Patent Application US20160201089A1 filed by Duke University claiming priority from June 5, 2013, discloses template-free CRISPR based gene editing.
 c. Methods of Correcting a Mutant Gene and Treating a Subject Using CRISPR/Cas9
 The present disclosure is directed to genome editing with CRISPR/Cas9-based system without a repair template, which can efficiently correct the reading frame and restore the expression of a functional protein involved in a genetic disease. The disclosed CRISPR/Cas9-based system and methods may involve using homology-directed repair or nuclease-mediated non-homologous end joining (NHEJ)-based correction approaches, which enable efficient correction in proliferation-limited primary cell lines that may not be amenable to homologous recombination or selection-based gene correction. This strategy integrates the rapid and robust assembly of active CRISPR/Cas9-based system with an efficient gene editing method for the treatment of genetic diseases caused by mutations in nonessential coding regions that cause frameshifts, premature stop codons, aberrant splice donor sites or aberrant splice acceptor sites.

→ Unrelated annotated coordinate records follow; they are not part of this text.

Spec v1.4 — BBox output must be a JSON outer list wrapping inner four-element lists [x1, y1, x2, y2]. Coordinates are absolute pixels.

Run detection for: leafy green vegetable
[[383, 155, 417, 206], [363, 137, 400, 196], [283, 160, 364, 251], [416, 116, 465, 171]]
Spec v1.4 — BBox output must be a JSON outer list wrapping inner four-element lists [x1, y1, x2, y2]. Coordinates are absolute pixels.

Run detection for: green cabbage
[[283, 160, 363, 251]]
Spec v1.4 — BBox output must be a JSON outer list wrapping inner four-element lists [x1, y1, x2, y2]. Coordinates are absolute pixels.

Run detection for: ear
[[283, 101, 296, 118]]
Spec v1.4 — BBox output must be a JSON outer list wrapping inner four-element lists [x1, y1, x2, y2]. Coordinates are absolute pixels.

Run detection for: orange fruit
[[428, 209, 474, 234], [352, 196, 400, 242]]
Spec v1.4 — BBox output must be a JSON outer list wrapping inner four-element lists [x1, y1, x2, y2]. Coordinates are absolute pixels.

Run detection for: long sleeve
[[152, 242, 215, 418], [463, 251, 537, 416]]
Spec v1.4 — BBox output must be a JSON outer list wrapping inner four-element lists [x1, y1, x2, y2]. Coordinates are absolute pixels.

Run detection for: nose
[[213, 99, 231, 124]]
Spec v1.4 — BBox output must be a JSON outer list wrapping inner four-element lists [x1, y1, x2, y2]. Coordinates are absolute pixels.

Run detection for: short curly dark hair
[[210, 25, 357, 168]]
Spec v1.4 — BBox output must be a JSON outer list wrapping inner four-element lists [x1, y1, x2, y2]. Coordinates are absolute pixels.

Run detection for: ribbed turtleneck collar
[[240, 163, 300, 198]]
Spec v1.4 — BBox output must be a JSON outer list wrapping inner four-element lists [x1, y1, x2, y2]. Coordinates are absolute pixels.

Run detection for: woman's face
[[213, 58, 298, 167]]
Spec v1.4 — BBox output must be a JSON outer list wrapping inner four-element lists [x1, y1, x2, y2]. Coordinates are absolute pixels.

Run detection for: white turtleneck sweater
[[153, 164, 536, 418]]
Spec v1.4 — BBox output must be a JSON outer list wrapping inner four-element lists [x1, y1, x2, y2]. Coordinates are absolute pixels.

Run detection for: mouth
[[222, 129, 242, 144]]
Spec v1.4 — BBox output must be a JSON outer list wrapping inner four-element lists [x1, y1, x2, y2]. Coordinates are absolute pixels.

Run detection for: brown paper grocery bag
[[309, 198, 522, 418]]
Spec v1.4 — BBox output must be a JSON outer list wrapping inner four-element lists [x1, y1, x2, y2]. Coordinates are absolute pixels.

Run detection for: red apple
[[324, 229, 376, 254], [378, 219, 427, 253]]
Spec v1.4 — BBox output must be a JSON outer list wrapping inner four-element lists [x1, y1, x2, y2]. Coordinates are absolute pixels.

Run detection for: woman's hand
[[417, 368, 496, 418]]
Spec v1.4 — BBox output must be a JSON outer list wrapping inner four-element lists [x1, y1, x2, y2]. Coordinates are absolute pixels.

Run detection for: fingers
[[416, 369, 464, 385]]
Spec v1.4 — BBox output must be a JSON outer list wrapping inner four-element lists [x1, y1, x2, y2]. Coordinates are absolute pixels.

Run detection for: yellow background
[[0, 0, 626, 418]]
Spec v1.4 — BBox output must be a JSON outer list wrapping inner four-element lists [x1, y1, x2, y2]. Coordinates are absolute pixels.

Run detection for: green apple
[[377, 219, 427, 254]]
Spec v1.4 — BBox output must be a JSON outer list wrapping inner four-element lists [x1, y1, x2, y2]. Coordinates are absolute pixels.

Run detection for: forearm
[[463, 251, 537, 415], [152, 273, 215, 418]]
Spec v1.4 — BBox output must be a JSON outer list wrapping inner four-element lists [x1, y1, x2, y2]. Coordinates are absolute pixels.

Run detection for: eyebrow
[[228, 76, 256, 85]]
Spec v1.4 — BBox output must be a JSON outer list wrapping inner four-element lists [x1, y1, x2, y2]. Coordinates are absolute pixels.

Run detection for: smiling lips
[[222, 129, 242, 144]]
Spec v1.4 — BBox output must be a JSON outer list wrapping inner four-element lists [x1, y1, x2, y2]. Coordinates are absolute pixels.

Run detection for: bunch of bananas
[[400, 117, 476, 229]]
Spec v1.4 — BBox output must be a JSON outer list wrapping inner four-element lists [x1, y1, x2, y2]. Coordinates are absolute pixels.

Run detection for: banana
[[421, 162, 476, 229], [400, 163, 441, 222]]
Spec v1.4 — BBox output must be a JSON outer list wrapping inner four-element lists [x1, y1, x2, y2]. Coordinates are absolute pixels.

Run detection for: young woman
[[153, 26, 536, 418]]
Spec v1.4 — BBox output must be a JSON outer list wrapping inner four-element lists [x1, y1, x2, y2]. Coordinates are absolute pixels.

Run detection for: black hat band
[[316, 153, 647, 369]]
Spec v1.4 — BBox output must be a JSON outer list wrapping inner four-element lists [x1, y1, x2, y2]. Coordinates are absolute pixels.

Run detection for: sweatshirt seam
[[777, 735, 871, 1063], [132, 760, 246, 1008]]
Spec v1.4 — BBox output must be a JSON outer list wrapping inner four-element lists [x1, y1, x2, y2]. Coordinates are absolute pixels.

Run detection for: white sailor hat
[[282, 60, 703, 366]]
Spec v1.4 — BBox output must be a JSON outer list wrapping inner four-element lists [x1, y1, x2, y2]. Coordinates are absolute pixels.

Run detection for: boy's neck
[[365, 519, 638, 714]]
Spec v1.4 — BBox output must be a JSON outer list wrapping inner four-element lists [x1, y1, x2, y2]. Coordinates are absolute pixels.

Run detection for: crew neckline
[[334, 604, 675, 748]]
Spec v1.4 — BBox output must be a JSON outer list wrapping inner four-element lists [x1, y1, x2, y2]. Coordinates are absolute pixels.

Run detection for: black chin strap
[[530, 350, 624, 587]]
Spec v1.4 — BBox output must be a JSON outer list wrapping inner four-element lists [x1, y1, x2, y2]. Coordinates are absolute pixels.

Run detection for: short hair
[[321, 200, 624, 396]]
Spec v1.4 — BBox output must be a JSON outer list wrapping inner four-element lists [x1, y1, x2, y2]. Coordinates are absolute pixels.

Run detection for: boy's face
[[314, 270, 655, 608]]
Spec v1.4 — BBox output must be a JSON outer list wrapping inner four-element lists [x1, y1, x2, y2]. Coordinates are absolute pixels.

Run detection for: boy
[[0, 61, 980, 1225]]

Several patent applications have discussed template-free gene editing methods but have considered it to be error prone. While DNA self-repair was already known since decades, template-free CRISPR-induced gene editing technique has drawn research interest in the past year due to predictability and accuracy. Advances in machine learning enable trained mathematical models to accurately predict the sequence generated by self-repair post-CRISPR Cas9 based sequence cleavage. Template-free gene editing is no longer an unpredictable, random and erroneous method of gene editing as believed earlier.
The advantages of relying on the auto-repair technique of the genetic sequences are multifold. Known as Nuclease Mediated Non-Homologous End Joining (NHEJ), this template-free repair method does not require a donor template, eliminating the chances of nonspecific insertional mutagenesis. In contrast to HDR, NHEJ operates effectively and efficiently in all stages of the cell cycle and therefore may be effectively applied in both cycling and post-mitotic cells, such as muscle fibers. This provides a robust, permanent gene restoration alternative opening doors to a plethora of industrial applications in medicine and agriculture.
Ethical and regulatory objections to genetically mutant agricultural produce can be alleviated by allowing genetic sequence to self-modify without the introduction and integration of foreign DNA. Template-free gene editing will also enable fast and efficient ways of correcting genetic disorders. Relying on genes’ inherent ability to repair themselves correctly eliminates the need to introduce donor templates, thereby speeding up the process and making it cost effective.